Three pairs of output files are produced, one for mutations seen in the wt background gene, one for mutated background gene, and one for all mutations, irrespective of the background status: *output files that list the membership of the clusters on the structure, and *pml files, the PyMol visualization scripts. If you are not familiar with PyMol, click here for some pointers.
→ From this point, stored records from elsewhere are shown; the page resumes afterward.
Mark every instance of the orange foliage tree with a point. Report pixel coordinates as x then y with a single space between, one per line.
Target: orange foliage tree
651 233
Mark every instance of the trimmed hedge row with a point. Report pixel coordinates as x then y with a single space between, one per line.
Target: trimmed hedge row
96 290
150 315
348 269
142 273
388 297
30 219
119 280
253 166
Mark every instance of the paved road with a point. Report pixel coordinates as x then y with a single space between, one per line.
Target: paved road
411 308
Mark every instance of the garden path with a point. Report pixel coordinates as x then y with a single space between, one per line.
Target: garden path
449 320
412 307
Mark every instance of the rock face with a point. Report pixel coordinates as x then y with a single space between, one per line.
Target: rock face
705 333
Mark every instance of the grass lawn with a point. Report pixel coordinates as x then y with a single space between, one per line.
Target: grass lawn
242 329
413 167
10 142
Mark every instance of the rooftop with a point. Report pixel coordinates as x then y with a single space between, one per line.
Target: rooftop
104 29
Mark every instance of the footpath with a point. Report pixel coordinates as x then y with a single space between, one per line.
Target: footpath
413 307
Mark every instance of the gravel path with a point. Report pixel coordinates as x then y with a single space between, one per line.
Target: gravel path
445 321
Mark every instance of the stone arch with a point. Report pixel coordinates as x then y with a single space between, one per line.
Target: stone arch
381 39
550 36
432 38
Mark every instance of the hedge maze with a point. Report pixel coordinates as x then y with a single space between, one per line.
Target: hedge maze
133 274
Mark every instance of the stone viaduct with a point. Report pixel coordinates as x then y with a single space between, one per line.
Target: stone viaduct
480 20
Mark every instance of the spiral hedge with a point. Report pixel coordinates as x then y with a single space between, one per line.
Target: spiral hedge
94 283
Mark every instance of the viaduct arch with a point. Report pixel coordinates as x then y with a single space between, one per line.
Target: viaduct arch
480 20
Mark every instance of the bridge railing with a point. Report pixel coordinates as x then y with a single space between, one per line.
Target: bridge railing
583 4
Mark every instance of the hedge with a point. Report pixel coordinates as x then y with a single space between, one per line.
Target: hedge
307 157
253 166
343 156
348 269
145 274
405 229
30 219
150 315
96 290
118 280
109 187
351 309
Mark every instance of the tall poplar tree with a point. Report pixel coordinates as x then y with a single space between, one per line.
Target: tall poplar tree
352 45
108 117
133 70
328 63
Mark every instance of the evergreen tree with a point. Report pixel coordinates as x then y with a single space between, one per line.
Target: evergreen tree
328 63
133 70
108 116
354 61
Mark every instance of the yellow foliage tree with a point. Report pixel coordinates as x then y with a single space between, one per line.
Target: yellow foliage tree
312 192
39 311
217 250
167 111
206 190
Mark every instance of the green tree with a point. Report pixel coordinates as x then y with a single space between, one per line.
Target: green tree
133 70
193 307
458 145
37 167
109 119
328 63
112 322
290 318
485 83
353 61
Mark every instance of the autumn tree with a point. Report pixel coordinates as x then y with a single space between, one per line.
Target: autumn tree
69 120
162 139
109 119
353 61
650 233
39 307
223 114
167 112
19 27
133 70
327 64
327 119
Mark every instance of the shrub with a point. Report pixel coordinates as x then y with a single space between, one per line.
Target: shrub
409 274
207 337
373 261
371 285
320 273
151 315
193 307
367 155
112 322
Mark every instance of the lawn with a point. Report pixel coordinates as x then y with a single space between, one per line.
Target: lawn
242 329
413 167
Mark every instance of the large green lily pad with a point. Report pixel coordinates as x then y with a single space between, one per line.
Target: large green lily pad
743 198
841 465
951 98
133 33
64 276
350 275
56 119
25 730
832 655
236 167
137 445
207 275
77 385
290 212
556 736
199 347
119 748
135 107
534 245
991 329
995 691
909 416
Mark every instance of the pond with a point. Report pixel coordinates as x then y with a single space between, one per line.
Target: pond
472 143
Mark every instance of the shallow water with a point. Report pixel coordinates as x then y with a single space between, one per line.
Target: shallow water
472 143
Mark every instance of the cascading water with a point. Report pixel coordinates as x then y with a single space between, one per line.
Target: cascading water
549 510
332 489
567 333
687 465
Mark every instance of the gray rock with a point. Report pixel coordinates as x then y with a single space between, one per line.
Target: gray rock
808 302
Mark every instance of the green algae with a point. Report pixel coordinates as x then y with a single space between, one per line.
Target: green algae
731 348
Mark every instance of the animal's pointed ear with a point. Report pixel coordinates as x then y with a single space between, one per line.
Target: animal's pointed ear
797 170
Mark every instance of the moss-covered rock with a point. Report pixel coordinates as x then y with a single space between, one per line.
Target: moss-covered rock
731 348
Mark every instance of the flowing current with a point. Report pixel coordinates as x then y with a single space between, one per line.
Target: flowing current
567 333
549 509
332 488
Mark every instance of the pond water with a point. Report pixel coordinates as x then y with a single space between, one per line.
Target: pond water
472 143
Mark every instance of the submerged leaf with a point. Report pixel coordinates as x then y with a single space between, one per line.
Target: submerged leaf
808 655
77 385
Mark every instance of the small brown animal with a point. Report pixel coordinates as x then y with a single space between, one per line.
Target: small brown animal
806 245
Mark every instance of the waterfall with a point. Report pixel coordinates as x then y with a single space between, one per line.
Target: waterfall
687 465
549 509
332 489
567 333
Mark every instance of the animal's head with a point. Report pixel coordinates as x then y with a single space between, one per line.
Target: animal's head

Note that you are on your own to procure the PDB structure and assure that the residues there are not mutated and their numbering corresponds to the canonical transcript of the gene.

TODO

  • disentangle from Annovar - we have all the info we need to do own annotation here
  • why does deleting normal samples take so long? ( 11_delete_variants_from_normal.py)
  • when re-annotating we are looking only at positions already labeled as having aa_change
  • note to myself: there seems to be a problem in ENSEMBL homo_sapiens_core_94_38 with exon frame/phase assignment e.g. ENST00000435165 (ENSG00000118473), chrom 1, + strand, the translation starts at 67161031. The first exon is [67160376, 67161176> yet the phase in ensembl is listed as -1, which should indicate that translation does not start in this exon at all. Alternatively, ENST00000435165 is listed to start in ENSE00001951262, which has phase listed as -1. Another example: ENST00000334103 ENSG00000186094, frames listed in Ensembl vs UCSC. I have not used the phase info here, but it should be kept in mind that it is unreliable.
  • annotation in the production stage is incomplete, possibly because of the mismatch between TCGA/ICGC ref assembly and GRCh28 that is currently the standard with Ensembl
  • there might be some errors in the re-annotation 32_reannotate_positions.py - coding sequences from biomart not correct (e.g ENST00000366645 vs the same seq on the Ensembl website the same seq on the Ensembl website)

P.S.

Do not use locks in MySQL. Locks are evil. Good luck with the rest.